It must be one of the biggest collections of Sheffield photographs.
With more than 30,000 images of the city over many decades, you’d imagine this historic treasure trove to be safely stowed in an archive, or perhaps a museum.
But it’s actually on Facebook.
Pictures of Sheffield Old and New started as an online space for keen photographer Hedley Bishop to share retro pictures in 2008.
Now it has spiralled to a group with over 8,000 members and resulted in several exhibitions.
There are fans spread across the world - even including the Lord Mayor of Sheffield in Sheffield, Alabama - discussions last for days and around 20 photographs are posted every 24 hours.
Hedley, who runs the group with friend Jim Lambert, said: “We have soared in membership recently.
“There are at least 20 people joining us a day. People from India, New Zealand and Australia are members – lots of them Sheffield ex-pats.
“When I first started and it got 50 members I was quite pleased. Then I started going on the radio and we did some displays, we thought then that it couldn’t get any bigger.”
Fellow photographer Jim, of Netherthorpe, added: “We couldn’t have done this without Facebook as a platform.
“We looked at other ways but they didn’t work. This is the only way that everyone can join in.
“We’d like to get more public displays. People know all these pictures are on Facebook but they have never seen them in real life.”
The range of photographs shared on the group is huge - from black and white snaps of old schools to colourful graffiti art and panoramic views taken from city centre apartment blocks.
People share pictures to wallow in nostalgia, share news and provoke debate.
And there are some scenes which crop up more than most...
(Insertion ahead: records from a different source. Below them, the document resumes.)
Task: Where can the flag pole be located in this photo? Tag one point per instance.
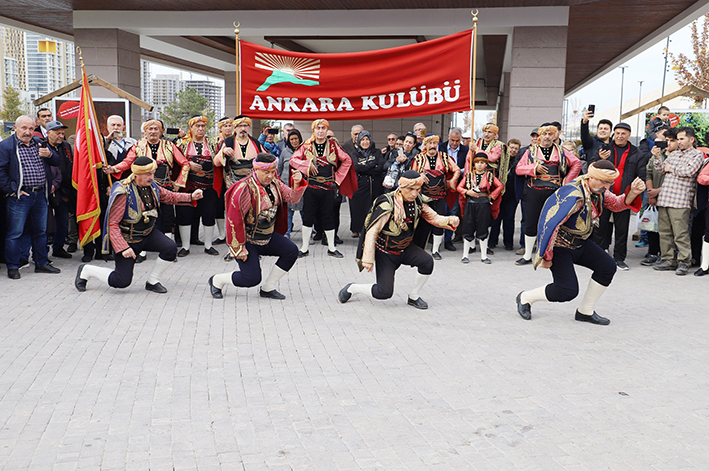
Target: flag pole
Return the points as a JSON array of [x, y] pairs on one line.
[[475, 56], [238, 59]]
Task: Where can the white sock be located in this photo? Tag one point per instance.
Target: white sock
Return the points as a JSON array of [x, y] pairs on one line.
[[330, 240], [307, 231], [208, 237], [419, 281], [221, 280], [534, 295], [97, 273], [529, 246], [436, 244], [185, 234], [362, 288], [160, 267], [221, 227], [705, 256], [594, 291], [275, 275], [483, 249], [466, 247]]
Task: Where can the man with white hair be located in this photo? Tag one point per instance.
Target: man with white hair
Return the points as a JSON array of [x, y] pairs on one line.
[[117, 143]]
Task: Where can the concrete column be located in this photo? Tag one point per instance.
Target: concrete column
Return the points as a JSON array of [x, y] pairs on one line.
[[503, 113], [536, 79], [113, 55]]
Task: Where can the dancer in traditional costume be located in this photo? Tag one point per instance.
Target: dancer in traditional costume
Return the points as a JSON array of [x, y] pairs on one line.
[[387, 240], [480, 199], [130, 227], [565, 225], [257, 218]]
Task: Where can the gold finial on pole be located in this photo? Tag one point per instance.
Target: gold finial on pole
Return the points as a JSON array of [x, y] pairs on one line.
[[81, 59]]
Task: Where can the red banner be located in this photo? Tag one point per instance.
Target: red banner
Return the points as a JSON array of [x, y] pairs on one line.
[[88, 157], [432, 77]]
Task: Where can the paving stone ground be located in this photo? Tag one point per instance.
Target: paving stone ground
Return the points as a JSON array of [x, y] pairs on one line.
[[126, 379]]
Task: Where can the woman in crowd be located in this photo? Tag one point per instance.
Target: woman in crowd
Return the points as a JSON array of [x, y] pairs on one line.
[[369, 165]]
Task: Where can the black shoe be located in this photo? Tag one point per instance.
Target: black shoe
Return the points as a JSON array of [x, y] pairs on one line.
[[524, 310], [61, 253], [417, 303], [47, 269], [649, 260], [343, 296], [79, 282], [216, 292], [155, 288], [593, 318], [273, 294]]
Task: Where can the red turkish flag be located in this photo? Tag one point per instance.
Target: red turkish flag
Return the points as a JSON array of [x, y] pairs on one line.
[[427, 78], [88, 157]]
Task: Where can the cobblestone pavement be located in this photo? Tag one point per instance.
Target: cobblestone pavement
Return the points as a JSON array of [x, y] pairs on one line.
[[126, 379]]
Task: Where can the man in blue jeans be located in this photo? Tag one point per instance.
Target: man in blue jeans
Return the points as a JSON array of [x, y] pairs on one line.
[[25, 177]]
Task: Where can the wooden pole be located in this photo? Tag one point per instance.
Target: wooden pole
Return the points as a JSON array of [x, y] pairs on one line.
[[238, 59], [474, 60]]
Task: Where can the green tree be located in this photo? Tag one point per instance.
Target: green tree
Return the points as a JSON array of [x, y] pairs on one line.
[[187, 103], [13, 106]]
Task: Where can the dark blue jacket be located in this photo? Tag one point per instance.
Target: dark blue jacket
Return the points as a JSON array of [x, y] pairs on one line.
[[10, 174]]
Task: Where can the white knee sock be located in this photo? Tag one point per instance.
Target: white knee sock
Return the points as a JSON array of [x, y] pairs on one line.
[[419, 281], [208, 237], [529, 246], [466, 247], [436, 243], [534, 295], [330, 240], [221, 227], [221, 280], [185, 234], [705, 256], [362, 288], [307, 231], [483, 249], [276, 274], [97, 273], [594, 291], [160, 267]]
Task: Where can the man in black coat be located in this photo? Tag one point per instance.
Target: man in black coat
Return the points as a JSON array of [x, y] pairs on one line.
[[631, 164]]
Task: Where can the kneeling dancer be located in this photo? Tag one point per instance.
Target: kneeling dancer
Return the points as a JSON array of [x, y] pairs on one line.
[[387, 240], [566, 222], [253, 206], [130, 227]]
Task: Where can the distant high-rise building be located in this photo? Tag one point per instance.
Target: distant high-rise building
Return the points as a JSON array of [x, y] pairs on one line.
[[50, 64], [211, 91]]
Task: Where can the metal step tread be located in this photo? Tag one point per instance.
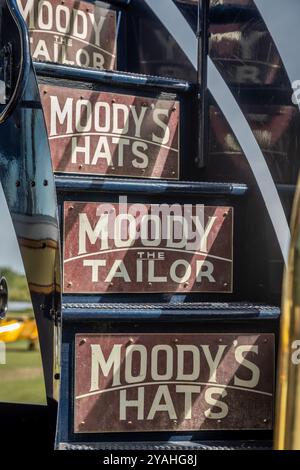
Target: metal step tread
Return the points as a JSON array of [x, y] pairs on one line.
[[184, 445], [91, 183], [110, 77], [189, 311]]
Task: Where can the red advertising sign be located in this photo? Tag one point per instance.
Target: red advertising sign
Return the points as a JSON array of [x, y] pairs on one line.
[[71, 32], [131, 248], [173, 382], [104, 133]]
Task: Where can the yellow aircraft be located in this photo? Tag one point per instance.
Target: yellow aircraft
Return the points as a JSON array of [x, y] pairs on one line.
[[18, 329]]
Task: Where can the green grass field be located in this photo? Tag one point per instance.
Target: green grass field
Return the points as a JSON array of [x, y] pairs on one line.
[[21, 378]]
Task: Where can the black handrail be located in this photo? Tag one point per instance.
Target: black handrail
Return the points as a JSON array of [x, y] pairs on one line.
[[3, 297], [24, 62]]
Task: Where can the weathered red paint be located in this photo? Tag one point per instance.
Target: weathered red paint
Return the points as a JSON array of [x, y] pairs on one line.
[[71, 32], [103, 149], [160, 268], [147, 366]]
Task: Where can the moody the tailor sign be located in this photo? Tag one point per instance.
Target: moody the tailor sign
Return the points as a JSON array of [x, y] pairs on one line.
[[131, 248], [71, 32]]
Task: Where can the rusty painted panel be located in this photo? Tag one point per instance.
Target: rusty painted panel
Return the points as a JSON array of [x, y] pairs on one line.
[[111, 134], [131, 248], [167, 382], [71, 32]]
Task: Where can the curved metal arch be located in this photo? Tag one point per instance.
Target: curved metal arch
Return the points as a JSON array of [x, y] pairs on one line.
[[178, 27]]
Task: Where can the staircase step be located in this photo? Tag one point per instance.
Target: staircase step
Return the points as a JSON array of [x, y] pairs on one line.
[[67, 183], [111, 77], [171, 445], [86, 311]]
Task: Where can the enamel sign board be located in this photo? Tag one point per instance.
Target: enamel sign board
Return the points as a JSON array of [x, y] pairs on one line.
[[173, 382], [71, 32], [102, 133], [132, 248]]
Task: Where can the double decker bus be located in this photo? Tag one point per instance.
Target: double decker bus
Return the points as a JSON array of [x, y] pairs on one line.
[[149, 159]]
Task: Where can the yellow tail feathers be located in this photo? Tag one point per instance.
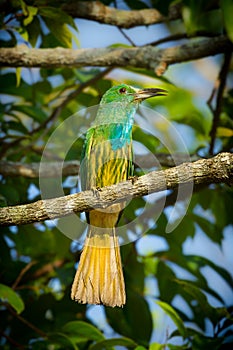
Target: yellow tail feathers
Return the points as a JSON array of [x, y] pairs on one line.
[[99, 278]]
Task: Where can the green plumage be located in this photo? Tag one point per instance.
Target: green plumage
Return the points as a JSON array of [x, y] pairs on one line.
[[107, 159]]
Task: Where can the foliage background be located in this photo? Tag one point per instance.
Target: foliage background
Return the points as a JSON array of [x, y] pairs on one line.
[[179, 286]]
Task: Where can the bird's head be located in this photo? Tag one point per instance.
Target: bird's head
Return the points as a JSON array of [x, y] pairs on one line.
[[125, 93]]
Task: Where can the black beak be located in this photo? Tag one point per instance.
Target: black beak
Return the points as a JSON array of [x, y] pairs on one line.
[[143, 94]]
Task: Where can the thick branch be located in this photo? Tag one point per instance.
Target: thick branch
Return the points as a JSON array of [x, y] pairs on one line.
[[71, 168], [96, 11], [214, 170], [140, 57]]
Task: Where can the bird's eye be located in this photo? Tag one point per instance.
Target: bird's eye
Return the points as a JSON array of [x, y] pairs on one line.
[[122, 91]]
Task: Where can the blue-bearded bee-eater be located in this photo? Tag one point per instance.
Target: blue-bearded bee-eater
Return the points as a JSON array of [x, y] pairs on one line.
[[107, 159]]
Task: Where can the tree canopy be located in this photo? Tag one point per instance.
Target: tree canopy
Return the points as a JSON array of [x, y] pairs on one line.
[[57, 59]]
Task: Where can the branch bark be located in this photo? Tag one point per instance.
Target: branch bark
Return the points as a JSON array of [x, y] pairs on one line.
[[96, 11], [71, 168], [214, 170], [141, 57]]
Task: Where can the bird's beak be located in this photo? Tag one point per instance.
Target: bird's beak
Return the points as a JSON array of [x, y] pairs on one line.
[[143, 94]]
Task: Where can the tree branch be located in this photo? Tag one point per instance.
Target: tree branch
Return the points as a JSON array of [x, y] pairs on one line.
[[214, 170], [222, 78], [96, 11], [141, 57], [71, 168]]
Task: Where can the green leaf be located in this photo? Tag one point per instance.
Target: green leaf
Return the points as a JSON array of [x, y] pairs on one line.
[[108, 343], [227, 10], [8, 295], [62, 339], [82, 329], [199, 296], [56, 14], [32, 111], [224, 132], [168, 309], [18, 75]]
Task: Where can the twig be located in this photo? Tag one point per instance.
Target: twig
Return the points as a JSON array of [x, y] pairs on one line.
[[140, 57], [180, 36], [205, 171], [217, 110]]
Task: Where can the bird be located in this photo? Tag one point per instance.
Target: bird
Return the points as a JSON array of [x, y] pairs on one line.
[[107, 158]]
“The fountains, the shiny balls in the Peace Gardens, the hole in the road and bottles of Henderson’s Relish taken around the city”, said mental health nurse Hedley, of Woodseats.
“We get a lot of those. We allow pictures of the Peak District and surrounding areas as well because it is a place where Sheffield people go.
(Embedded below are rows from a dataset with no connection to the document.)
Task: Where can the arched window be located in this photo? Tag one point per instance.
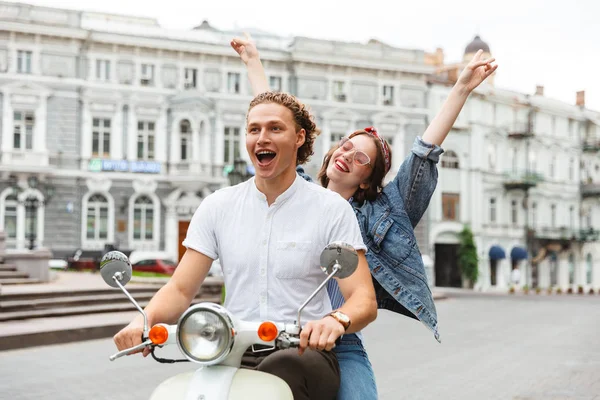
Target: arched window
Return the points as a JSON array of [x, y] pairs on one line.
[[588, 269], [185, 135], [571, 269], [143, 218], [10, 216], [450, 160], [97, 217]]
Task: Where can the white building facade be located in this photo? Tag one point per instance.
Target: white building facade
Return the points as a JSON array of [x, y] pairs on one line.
[[114, 129], [523, 172]]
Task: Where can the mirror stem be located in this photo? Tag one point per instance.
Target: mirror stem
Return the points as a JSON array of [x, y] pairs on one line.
[[117, 277], [336, 268]]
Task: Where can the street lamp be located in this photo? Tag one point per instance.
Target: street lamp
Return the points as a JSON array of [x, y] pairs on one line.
[[239, 173]]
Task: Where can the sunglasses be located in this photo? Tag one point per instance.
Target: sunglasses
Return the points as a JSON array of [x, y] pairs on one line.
[[359, 157]]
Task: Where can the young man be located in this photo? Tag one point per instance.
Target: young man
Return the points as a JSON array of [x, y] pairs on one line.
[[268, 233]]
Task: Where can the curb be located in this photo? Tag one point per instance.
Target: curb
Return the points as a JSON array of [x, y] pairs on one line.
[[15, 342]]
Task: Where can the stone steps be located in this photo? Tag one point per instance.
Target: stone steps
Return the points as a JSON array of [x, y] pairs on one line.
[[85, 309], [13, 275]]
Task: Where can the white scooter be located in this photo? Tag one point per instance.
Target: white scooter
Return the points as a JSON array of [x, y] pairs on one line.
[[209, 335]]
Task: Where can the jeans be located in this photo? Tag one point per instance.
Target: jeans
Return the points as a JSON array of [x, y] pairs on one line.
[[357, 376]]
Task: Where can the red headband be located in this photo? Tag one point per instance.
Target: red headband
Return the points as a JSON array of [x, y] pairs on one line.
[[384, 145]]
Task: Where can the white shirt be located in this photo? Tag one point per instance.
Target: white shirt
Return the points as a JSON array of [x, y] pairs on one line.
[[270, 255]]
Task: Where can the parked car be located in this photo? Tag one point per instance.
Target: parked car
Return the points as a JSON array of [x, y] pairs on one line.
[[152, 261]]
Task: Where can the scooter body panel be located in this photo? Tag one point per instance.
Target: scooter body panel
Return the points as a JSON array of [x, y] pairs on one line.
[[222, 383]]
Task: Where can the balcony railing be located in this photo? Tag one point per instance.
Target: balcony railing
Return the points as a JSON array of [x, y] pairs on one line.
[[591, 146], [520, 130], [565, 234], [590, 190], [521, 179], [196, 168]]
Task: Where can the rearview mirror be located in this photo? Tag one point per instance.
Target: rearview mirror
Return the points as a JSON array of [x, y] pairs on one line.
[[117, 264]]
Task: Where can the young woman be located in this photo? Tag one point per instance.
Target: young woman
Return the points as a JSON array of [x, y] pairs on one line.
[[355, 169]]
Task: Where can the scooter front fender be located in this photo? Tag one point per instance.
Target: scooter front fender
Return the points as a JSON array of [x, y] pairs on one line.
[[223, 383]]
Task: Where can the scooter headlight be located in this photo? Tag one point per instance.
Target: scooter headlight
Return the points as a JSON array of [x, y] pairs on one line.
[[205, 333]]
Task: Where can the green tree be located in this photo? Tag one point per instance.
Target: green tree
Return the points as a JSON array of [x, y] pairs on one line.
[[468, 261]]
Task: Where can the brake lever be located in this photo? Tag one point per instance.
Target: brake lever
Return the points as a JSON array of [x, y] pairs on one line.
[[131, 350]]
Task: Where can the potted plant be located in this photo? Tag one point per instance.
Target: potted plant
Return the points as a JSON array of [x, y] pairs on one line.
[[468, 261]]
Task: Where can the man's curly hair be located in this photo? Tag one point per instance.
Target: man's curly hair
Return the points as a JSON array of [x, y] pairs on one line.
[[302, 118]]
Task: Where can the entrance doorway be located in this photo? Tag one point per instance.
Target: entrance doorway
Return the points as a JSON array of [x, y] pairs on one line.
[[447, 273], [183, 225]]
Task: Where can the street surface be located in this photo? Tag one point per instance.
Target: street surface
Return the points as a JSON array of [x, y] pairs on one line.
[[493, 347]]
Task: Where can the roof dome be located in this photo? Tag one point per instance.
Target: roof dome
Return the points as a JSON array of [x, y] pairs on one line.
[[477, 44]]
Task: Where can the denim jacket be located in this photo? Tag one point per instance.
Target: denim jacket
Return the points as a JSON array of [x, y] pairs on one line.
[[387, 227]]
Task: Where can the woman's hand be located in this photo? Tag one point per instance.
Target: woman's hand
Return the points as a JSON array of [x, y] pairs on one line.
[[476, 72], [246, 48]]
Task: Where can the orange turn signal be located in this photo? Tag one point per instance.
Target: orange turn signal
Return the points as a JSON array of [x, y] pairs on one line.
[[267, 331], [158, 334]]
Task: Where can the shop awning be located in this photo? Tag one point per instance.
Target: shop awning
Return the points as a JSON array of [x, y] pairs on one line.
[[497, 253], [518, 253]]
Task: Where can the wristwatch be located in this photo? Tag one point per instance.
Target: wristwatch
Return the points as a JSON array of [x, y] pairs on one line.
[[341, 318]]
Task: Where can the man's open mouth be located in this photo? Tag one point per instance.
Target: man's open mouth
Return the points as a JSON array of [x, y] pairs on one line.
[[264, 157]]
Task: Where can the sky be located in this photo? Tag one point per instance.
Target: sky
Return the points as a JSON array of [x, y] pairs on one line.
[[553, 43]]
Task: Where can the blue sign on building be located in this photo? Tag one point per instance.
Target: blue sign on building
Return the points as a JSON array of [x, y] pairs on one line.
[[144, 167]]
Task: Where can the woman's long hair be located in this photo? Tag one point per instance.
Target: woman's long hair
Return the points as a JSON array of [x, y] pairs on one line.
[[375, 180]]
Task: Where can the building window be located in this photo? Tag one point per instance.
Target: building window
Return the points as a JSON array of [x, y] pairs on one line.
[[450, 160], [103, 70], [233, 82], [147, 75], [492, 157], [588, 269], [532, 161], [97, 218], [513, 158], [275, 83], [339, 90], [190, 78], [10, 217], [24, 61], [31, 218], [572, 217], [143, 218], [146, 136], [571, 169], [571, 269], [24, 122], [451, 206], [185, 135], [101, 137], [388, 95], [232, 145]]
“It has become a big discussion forum. As soon as you put something up people start saying ‘my auntie used to run that shop’ and one debate lasted for a week.
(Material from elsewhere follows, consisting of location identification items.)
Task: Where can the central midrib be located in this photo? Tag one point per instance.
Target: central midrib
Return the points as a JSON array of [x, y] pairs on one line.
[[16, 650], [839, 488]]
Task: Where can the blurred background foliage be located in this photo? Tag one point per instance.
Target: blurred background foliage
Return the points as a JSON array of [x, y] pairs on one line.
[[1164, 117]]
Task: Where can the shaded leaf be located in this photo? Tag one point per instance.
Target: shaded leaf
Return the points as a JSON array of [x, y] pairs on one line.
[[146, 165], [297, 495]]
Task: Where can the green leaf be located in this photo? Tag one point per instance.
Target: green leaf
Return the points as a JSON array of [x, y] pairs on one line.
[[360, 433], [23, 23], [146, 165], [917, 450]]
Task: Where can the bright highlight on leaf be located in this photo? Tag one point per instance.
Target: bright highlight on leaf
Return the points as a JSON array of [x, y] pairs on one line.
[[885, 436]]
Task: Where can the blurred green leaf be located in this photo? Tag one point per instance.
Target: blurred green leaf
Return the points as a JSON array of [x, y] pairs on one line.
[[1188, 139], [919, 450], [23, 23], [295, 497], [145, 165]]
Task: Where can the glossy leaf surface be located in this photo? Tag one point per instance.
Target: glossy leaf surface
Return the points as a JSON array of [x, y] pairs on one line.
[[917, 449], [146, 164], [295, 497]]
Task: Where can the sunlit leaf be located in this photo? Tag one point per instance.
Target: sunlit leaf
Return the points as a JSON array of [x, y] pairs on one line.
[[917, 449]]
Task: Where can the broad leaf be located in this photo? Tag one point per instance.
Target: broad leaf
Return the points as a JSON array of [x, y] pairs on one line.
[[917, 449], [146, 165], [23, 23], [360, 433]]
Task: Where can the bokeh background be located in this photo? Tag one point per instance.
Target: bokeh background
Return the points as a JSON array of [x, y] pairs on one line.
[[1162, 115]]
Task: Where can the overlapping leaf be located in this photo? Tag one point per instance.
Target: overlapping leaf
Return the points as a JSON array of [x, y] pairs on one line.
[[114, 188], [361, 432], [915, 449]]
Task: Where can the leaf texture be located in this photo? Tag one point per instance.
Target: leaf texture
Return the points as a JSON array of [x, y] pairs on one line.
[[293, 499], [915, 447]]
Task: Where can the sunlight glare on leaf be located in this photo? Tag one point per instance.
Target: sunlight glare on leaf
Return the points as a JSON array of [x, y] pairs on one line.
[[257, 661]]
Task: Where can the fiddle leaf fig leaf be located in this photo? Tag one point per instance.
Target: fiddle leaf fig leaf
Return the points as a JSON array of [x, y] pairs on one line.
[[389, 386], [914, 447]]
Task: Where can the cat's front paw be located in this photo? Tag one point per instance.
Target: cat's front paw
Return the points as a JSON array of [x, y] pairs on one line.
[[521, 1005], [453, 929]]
“But there are also pictures of places cropping up that people knew nothing about.
“The other day someone put on a picture of the old prisoner of war camps at Lodge Moor. We’ve got quite a range of history up to the present day.”
Displays put on using pictures from the group have been well attended and some have even been shown to help dementia patients.
There are hopes the flourishing project could eventually lead to a book but for now it is encouraging people to explore their city.
Jim, aged 58, added: “There are a lot of people saying Sheffield’s history has been lost or destroyed.
“We always say that most of it is above eye level. Remember to look up because that’s where all the history is.”